A coroner is warning schools to fix unsafe roofing after ruling on the case of a boy who fell through a skylight on the roof of the school library.
Te Hawiki Hona Kiri Te Amo, 16, died in October last year after falling through a skylight on the roof of the library building at Ōpōtiki College.
The teen - known as Hawiki - had broken into the school with two other boys and climbed onto the library roof, where they kicked a hole in the skylight, the coroner wrote in his findings.
Two of the boys fell about eight metres to the floor below, with Hawiki landing first and the other boy landing on his back. The fall left Hawiki with a "significant" head injury. The other boy's leg was broken, he suffered bruising and loss of memory.
"We were just having fun and decided to climb on the roof. We climbed up some stairs to get there.
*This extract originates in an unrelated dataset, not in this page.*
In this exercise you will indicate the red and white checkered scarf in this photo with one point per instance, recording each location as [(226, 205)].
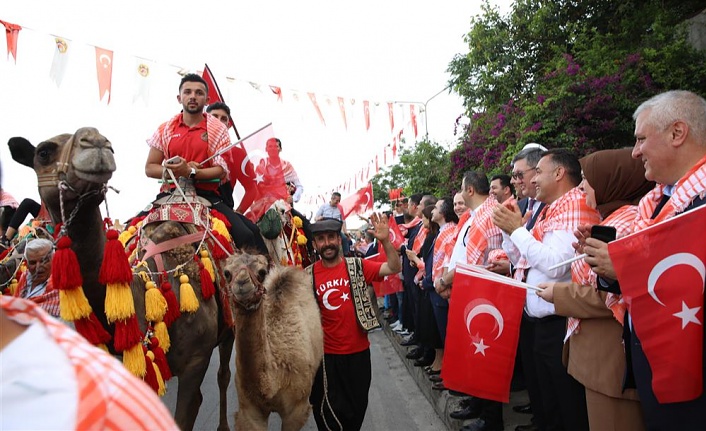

We were bored so that's why we went up there," the other boy later told police.
Hawiki was transported to Waikato Hospital, but died from the head injury the following day.
Hawiki died the next day from a head injury.
In his report released today, Coroner Gordon Matenga reinforced an earlier finding in the similar case of eight-year-old Justin Reid, who died of injuries after falling through polycarbonate plastic roofing over a walkway between two classrooms.
The coroner in that other case called on the Ministry of Education to consider how appropriate it was to use of roofing materials that may shatter or break if walked on, and if it was used to consider how the risks of young people walking on them could be mitigated.
Mr Matenga recommended the Ōpōtiki College Board of Trustees either remove the library's skylight or comply with Ministry of Education guidance on school design standards for roofing materials.
He also ordered that his finding be distributed to all state-funded schools in the country.